Normalized photoluminescence (PL) spectra were taken from all of the as-grown (Figure 4a) and annealed (Figure 4b) superlattice samples listed in Table 1. After annealing process and the subsequent phase transition to β phase, the peak position has shift to near 360 nm which is similar to β-phase Ga₂O₃ substrate while the peak around 420 nm seems to be related to κ phase, in accordance with our previous results [16]. Apart from the change in the PL peak, other noticeable traits depending on the amount of TMIn during the growth have not been observed, supporting the fact that indium acts as a surfactant rather than being deposited. Although we found the PL peak might be related to the phase of materials, discovering the origin of PL emission peaks is our ongoing research and thus further investigation is required to provide clear interpretation of PL data.

Transmission measurement had also been conducted in order to calculate the optical bandgap of the samples. We discovered the evidence of a decrease in bandgap energy as a result of the phase transition caused by the annealing process at 1000 °C. The (αE)² plots demonstrated that the phase variation from κ- to β-phase leads to a decrease in optical energy bandgap for the superlattice structures. Specifically, through a linear fitting, an extracted direct bandgap energy of 4.72 eV for the as-grown samples was measured whereas the optical bandgap energy of the annealed superlattice structures was reduced to 4.66 eV, indicating that the phase transition may have an influence on the direct bandgap energy. However, similar to the previous observation in PL, regardless of the supply of TMIn during the growth, none of the superlattice samples had represented different optical characteristics compared to the reference. Therefore, based on the PL and transmission measurement data, it suggests that the energy gap of β-phase layers is lower than the one of κ-phase Ga₂O₃-based material systems.

4. Conclusions

Highly conductive co-doped Ga₂O₃:Si-In films grown on c-plane sapphire substrate were demonstrated with a significantly high electron mobility. Structural characterization represented that under H₂ condition as a carrier gas, the samples were grown having metastable κ-phase whereas the annealed samples became β-phase in either case of whether we doped with silicon or not.
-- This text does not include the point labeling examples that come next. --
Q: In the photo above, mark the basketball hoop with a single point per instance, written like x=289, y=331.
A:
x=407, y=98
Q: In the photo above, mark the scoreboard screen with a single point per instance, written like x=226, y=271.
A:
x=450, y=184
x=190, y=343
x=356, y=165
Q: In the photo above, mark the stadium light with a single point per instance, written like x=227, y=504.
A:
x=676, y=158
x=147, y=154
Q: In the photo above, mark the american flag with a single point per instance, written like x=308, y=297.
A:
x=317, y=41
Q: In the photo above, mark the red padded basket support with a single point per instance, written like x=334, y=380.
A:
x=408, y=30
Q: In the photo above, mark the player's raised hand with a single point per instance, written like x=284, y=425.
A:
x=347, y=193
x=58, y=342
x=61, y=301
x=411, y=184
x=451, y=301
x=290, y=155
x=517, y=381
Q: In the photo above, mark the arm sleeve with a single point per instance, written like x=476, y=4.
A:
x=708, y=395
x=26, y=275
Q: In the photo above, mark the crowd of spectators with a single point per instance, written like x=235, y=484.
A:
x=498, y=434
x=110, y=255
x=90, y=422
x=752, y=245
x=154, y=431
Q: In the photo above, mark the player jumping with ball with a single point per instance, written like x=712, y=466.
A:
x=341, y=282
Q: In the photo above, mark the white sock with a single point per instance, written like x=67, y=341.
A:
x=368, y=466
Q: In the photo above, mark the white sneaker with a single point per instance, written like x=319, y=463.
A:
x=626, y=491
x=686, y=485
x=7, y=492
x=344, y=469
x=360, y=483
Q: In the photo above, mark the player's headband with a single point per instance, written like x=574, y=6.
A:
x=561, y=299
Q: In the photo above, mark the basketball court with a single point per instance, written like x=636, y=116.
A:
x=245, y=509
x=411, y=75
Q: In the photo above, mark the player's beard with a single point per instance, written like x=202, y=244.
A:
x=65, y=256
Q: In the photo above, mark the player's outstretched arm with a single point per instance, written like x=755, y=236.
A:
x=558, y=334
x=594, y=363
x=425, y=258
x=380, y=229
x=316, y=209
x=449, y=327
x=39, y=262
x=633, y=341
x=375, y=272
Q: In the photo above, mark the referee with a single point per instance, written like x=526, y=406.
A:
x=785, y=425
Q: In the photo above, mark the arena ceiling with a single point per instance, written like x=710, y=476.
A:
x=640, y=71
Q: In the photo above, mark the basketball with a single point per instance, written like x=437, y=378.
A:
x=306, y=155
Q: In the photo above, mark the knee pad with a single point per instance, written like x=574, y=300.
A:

When the materials were not doped with silicon, both as-grown and annealed thin films had a high resistivity. Also, even if silicon was added as a dopant during the growth, the as-grown layers still had a high resistivity. On the other hand, when doped with silicon and supply the TMIn during the growth, a significantly improved electron hall mobility up to 150 cm²/V·s had been observed in as-grown samples, showing a tendency that a higher flow of TMIn leaded to an increase in the mobility. Other characterizations such as cross-sectional SEM, and EDX analysis indicate that no significant fractional indium incorporation takes places. Rather, the TMIn flow during the various superlattice growths leads to indium at the growth front acting as a surfactant enhancing the electron hall mobilities. This observation indicates the silicon is a shallow donor within co-doped Ga₂O₃:Si-In while indium acts a surfactant which enhances the hall mobility. The findings presented in this report are crucial in realizing high-performance electronic applications such as high-power transistors where the control of electrical conductivity is important.